Sunday, June 14, 2015

Free market fixes for climate change?

In her recent article for the Chicago Tribune titled "End climate change scare tactics; try free market fixes" Rachel Marsden dismisses President Obama's recent concerns about climate change as a threat to global security and goes on to suggest that although there is no way to control the earth's climate we can adjust by allowing multinational corporations to conquer the environment. Both of these claims seem misguided to me for a number of reasons.

As to the concern about security and the environment there are many documented cases of destruction of the environment by human action and subsequent societal collapse. The story of Easter Island is a good example, and may serve as a miniature version of what could happen globally.

As the earth's climate changes, areas that were marginally able to support the local population will suffer. And unfortunately the results are not self contained. Collapse results in lawlessness, chaos, and refugees who naturally head for the closest haven. Sudan is a text book example of the problems that can result.

After dismissing human causes for climate change as a scam, Masden goes on to say "If we're talking about human comfort and livelihood, then addressing climate change is not the same thing as trying to control the earth's temperature. Human adaptation is readily doable."

Of course adaptation is possible to a point, although the history of the climate of Mars demonstrates that this may be a losing proposition in the (very) long run. And providing comfort for those who can afford it will quickly become a losing proposition if large populations are displaced and decide to head for more promising territory.

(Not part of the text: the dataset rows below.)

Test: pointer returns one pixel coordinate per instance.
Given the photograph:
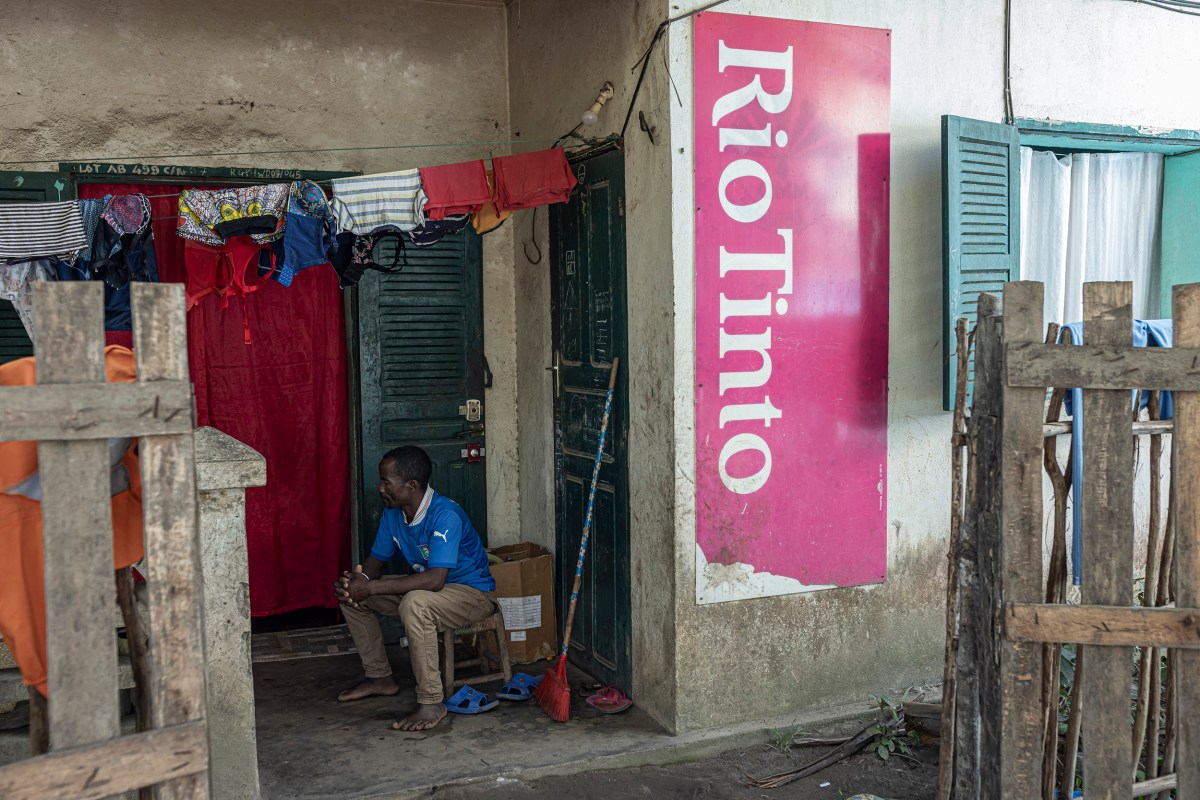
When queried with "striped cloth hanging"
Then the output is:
(41, 229)
(370, 202)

The part of this article that I find most unbelievable is that the free market is the "definitive, catch-all climate solution" and her claim is that "The multinationals will invest in stability and engagement programs in and around their assets to protect their interests -- with the local population benefiting."
I think that this would be more credible if she provided a few examples. My opinion is that, just like individuals, multinational corporations are susceptible to the tragedy of the commons. Rational behavior on their part can result in destruction of the environment or depletion of renewable resources and usually requires the community (aka government) to intervene to prevent it. This is especially true for extractive industries (mining) where there is no residual value, and in fact potentially large liabilities due to environmental damage.

An excellent example of this is illustrated by the border between Haiti and the Dominican Republic. The Dominican Republic has a history of government intervention to try to preserve the ecology while Haiti doesn't. The results are clear and have major effects on the economies of both.

Finally, Marsden's preference for adaptation is based on her belief that "Controlling the entire planet's climate clearly is not (doable) -- even if you're a narcissist of epic proportions who refuses to believe otherwise."

This strikes me as odd since, based on our experiences with chlorofluorocarbons, ozone depletion, and CO2 emissions, it's clear that humans can affect the earth's atmosphere and climate. Control may be more challenging, but if we can create negative effects why not positive? At least a good start would be to stop damaging it. And as we saw with chlorofluorocarbons, the solution won't come from corporations responding to the free market, but to regulations imposed by governments who are protecting the best interests of the population and planet.